Aus Solidarität mit Kadner war auch Karsten Kolliski zurückgetreten. Im Gespräch mit dem MDR erklärte Kolliski damals, er arbeite selbst seit knapp 20 Jahren als Stadionsprecher beim CFC - im Team mit Olaf Kadner - und kenne die Abläufe im Hintergrund. Kadner habe am Sonnabend nichts anderes gemacht als sonst auch: Er war das Sprachrohr des Vereins. Deshalb sei das Ganze für ihn nicht nachvollziehbar und er habe für sich die Konsequenzen gezogen. Kolliski nannte Kadner ein Bauernopfer.

Mittlerweile sieht man das wohl auch beim CFC so. Geschäftsführer Uwe Hildebrand erklärte in einer Pressemitteilung: "In vielen Gesprächen mit unseren Fans habe ich herausgehört, wie wichtig ihnen diese Stimme ist." Darüber hinaus bedankte sich Hildebrand "ausdrücklich" bei der scheidenden Stadionsprecherin Kati Huhn, die den Posten in den vergangenen Monaten inne hatte, "für ihren Einsatz am Mikrofon. Sie hat trotz des anfänglich starken Gegenwinds einen guten Job für unseren Club gemacht. Dafür gebührt ihr meine Anerkennung."

Kritik von Insolvenzverwalter Siemon

Derweil hat der Insolvenzverwalter des Chemnitzer FC, Klaus Siemon, die Rückkehr von Stadionsprecher Olaf Kadner kritisiert. Die Entscheidung sei nicht mit ihm abgestimmt gewesen. "Ich bin dabei schlicht übergangen worden. Ich bin als Gesellschafter und Insolvenzverwalter damit nicht einverstanden. Das Zurück zum Kuschelkurs mit Rechtsradikalen wird dem CFC weder sportlich noch wirtschaftlich gut tun", erklärte Siemon in einer Mitteilung.

sst/pm

Dieses Thema im Programm: MDR FERNSEHEN | Sport im Osten | 21. September 2019 | 16:30 Uhr

Zuletzt aktualisiert: 20. September 2019, 18:57 Uhr

5 Kommentare

Schneekoenigin vor 3 Wochen

Indirekt ist gut ... direkter geht's ja gar nicht. Im Hinterkopf sollte man immer die Offenlegungen des alten Notvorstandes behalten. Die Wahrheit ist wohl eher, dass der dilettantische Umgang des damaligen Veranstaltungsleiters mit Siemons Wissen diese unsägliche Gedenkminute erst ermöglichte.
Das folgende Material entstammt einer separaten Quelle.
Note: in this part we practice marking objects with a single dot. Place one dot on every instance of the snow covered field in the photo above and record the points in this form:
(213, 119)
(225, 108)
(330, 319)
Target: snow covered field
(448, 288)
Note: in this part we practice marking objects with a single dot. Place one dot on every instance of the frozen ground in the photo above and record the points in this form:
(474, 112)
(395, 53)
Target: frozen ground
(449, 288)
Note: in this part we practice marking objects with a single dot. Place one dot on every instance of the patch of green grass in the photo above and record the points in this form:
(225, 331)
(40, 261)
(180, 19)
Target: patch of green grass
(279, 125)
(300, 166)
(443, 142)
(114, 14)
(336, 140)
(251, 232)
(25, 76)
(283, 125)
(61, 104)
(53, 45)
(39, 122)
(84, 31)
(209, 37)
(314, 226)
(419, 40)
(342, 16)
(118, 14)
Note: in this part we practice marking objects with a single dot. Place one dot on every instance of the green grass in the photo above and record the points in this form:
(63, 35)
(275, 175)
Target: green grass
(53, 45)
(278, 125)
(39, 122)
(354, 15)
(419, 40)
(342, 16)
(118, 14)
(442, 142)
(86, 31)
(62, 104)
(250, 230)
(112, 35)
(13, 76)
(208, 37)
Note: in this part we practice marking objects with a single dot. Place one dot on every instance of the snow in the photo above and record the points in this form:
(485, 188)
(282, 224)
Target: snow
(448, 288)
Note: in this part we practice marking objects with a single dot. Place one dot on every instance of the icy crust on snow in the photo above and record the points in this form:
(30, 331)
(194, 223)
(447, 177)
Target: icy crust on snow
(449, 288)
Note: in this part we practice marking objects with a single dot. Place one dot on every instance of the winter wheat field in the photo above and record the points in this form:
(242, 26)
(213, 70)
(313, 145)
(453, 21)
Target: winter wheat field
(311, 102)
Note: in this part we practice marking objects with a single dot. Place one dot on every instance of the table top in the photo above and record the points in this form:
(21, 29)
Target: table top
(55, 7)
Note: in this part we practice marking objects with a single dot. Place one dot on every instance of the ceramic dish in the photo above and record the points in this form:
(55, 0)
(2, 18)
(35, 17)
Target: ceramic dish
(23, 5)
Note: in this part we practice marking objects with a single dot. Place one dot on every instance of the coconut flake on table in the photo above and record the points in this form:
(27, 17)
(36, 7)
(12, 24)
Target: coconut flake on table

Man kann das anschließende Handeln Siemons und seine jetzigen Aussagen nur so werten, dass er hier nur noch verbrannte Erde hinterlassen will. Wenn dieser Verein irgendeine Zukunft haben soll ... dann ausschließlich ohne ihn, je eher desto besser. Insofern ist seine Meinung nur noch irrelevant.
Olafs Rückkehr ist ein kleiner Schritt zurück zu guten Sachen, die diesen Fussballclub auch ausmachen, und das hat null mit Kuschelkurs zu rechter Gesinnung zu tun. Nullkommanix.

alter Egon vor 3 Wochen

Ich kann mich dem Vorredner nur anschließen. Olaf Kadner indirekt als Rechtsradikalen zu bezeichnen ist eine bodenlose Frechheit.
Außerdem: Wer hat denn die Veranstaltung am 9. März genehmigt? Wer hat die Rede von Hernn Kadner überarbeitet und freigegeben? Es war Herr Siemon!
So lange nicht über ihn als Hauptverantwortlichen gesprochen wird erübrigt sich jede weitere Diskussion.
Des Weiteren würde mich mal interessieren wie es sein kann, dass kurz vor der MV noch die Masseunzulänglichkeit beantragt wird und jetzt ganz schnell das Insolvenzverfahren positiv beendet wird.

Dreissiger vor 3 Wochen

Indirekt bezeichnet Siemon Olaf Kadner als Rechtsradikalen, eine bodenlose Frechheit. Dieser Typ sollte sich schämen, aber dem geht wahrscheinlich jegliches Schamgefuehl ab.